Billion markets apart from Corona
BB Biotech has invested in Moderna since 2018 because the managers believe in the long-term commercial success of the mRNA technology platform as a whole. The other ongoing clinical trials against Covid-19 are no reason to invest in individual stocks. Many biotech companies will hardly have sustainable, profitable business success with products against the coronavirus. A major reason for this is that the corona therapies are sold at low costs due to social pressure. The expected low margins can best be compensated for by high production volumes. At the latest when the global pandemic is under control, the progress in chronic and previously untreatable or hardly treatable diseases will once again move into the focus of investors. Individualized cancer medicine will produce a number of new products in the near future. Thanks to genetically determined mutation patterns, new drugs can precisely address individual patient groups. In the rare hereditary diseases, specific proteins or molecules can permanently repair genetic defects. The message that medical innovations are making a growing contribution to social prosperity has reached the financial markets. For the first time in five years, the biotech industry is registering larger inflows of funds from broader groups of investors. The biotech stock market proved to be very robust in the difficult first half of 2020.
Solid price gains
The BB Biotech share also rose by 13.2 percent in the first half of the year (in euros). The portfolio currently consists of 37 percent companies that are active in the field of rare diseases, i.e. indications with often genetic origins. Another 30 percent of our holdings develop new therapies and drugs in oncology. For three of the companies – Alnylam, Macrogenics and Myovant – decisions by the US FDA are pending for drug approval in December. To this end, results from efficacy studies and approval-relevant studies are expected for 16 clinical candidates from the investment portfolio in the second half of 2020.
Key figures for biotech investments
BB Biotech pursues a benchmark-independent investment approach that is fundamentally bottom-up-driven.
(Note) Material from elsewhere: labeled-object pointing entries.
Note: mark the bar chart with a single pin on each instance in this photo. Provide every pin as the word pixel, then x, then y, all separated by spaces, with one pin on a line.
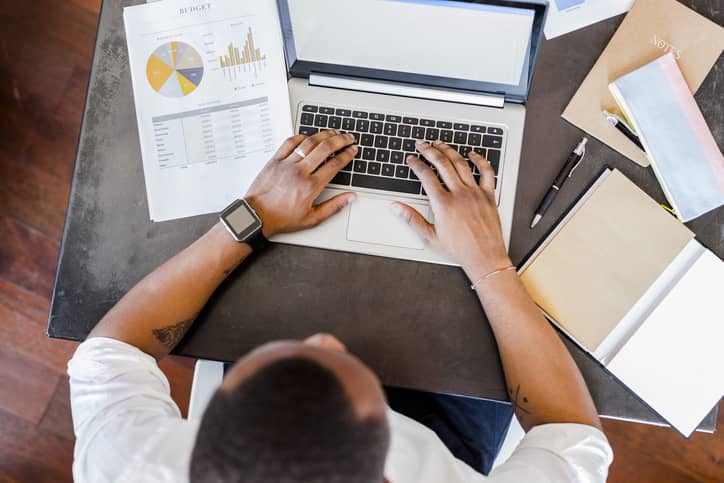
pixel 247 59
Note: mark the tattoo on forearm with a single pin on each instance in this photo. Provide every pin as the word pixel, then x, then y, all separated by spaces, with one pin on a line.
pixel 517 400
pixel 170 336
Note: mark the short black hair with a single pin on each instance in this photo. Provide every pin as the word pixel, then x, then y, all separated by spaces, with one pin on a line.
pixel 290 422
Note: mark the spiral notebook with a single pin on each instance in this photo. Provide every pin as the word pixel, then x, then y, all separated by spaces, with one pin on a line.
pixel 632 286
pixel 683 152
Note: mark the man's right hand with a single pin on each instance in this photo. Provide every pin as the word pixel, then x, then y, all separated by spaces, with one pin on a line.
pixel 467 226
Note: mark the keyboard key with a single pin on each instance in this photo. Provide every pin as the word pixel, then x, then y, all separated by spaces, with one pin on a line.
pixel 408 145
pixel 348 124
pixel 342 178
pixel 432 134
pixel 368 154
pixel 374 168
pixel 494 158
pixel 308 131
pixel 307 119
pixel 320 120
pixel 335 122
pixel 367 140
pixel 460 137
pixel 402 171
pixel 387 184
pixel 383 156
pixel 492 141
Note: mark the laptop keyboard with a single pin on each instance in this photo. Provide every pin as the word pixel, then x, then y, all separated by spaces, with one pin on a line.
pixel 385 141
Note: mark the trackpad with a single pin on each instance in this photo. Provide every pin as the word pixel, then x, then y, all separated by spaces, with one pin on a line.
pixel 371 221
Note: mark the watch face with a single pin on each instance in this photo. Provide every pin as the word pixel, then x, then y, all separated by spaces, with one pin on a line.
pixel 241 220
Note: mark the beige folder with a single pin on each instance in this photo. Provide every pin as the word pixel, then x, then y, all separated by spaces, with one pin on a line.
pixel 651 29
In order to control the very concentrated portfolio with a maximum of 35 positions, the portfolio manager orients himself on the S-curve strategy. Active ingredients from newcomers to the portfolio are mostly still in clinical development. They are therefore weighted lower in order to minimize the risk of default. Vertex Pharma is again a prime example of the success story of one of the current core holdings. With three drugs approved for cystic fibrosis, the US company occupies a niche for a metabolic disorder in the lung tissue that, if left untreated, leads to death. The billions in sales flow into the clinical development of substances for pain, rare blood diseases and kidney diseases.
15 percent growth
With increasing maturity, the companies become profitable and increase their cash flow through more and more approved products. It is therefore crucial for long-term outperformance to always keep an eye on the sales development of products and technologies. This also applies to the long-term potential for value growth. The central question for the portfolio strategy is whether and for how long the companies comply with the internal target of delivering annual profit growth of 15 percent. If the outlook solidifies that the growth dynamics of a portfolio investment will decrease or the future potential for appreciation is factored into the valuation, the position is reduced. For example, the stake in the US company Moderna was reduced after major price gains, and the proceeds were invested in newcomers such as Molecular Templates – true to the belief that the sector’s continued dynamic growth will drive the number of IPOs and capital increases in the coming months and quarters. Added to this is the continued low sector valuation. With all of these factors in mind, this is a very good time for investors to invest in biotech.